# CommView WiFi found enemy protocol MNGT/Probe Resp. sent every 60 sec. to my laptop



## royal1 (Mar 5, 2013)

Hi,
after installing Tamosoft CommView WiFi I analyzed the NW environment in my building and found that my neighbour's wireless AP (on Channel 1) sends packages every 60 sec. to my laptop (on Channel 11 identified with the MAC address) and to other WiFi devices with the protocol "MNGT/Probe Resp". 
What type of information he can collect with this type of protocol?
If you need more information I can supply it.
Thank you.
Royal


----------



## Wand3r3r (Sep 17, 2010)

Sounds like its a broadcast beacon which simply is letting everyone one know the AP is there.
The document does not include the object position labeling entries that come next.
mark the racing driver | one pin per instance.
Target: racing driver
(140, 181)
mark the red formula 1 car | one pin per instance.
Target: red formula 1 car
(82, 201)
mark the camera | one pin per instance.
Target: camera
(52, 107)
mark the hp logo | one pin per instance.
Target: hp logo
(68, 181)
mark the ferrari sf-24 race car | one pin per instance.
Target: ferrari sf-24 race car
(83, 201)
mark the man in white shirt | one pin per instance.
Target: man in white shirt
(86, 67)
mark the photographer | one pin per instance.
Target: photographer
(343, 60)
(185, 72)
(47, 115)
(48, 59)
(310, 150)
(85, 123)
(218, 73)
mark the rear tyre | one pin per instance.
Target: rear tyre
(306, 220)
There is no connection to your laptop by this AP. There is also nothing in a AP that gathers information beyond what connects to it.
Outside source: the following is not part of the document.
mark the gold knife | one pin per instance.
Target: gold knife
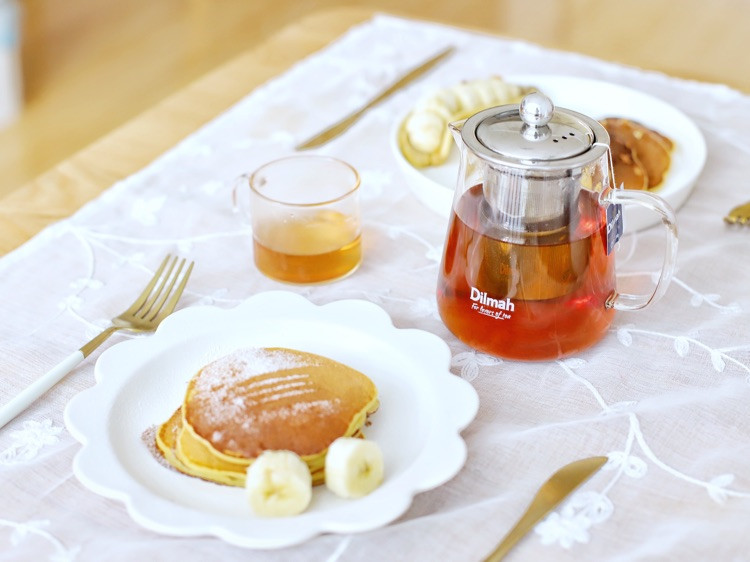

There is no "enemy". You are reading more into this than exists.

802.11 Tutorial

review what is under management frame.


----------



## royal1 (Mar 5, 2013)

OK. According to the statistics tool in CommView my neighbour's AP is only sending packets and not receiving. But it sends these management packets ONLY to two-three stations connected to my AP, broadcasting on a different channel. There are more then 30 hosts and AP in the building, according the statistics tool. Is there any explanation for this type of "selective broadcasting"?


----------



## Wand3r3r (Sep 17, 2010)

Beacon frame - Wikipedia, the free encyclopedia

You have nothing to worrry about. Your pcs have no connection to the AP since they are connected to yours.


----------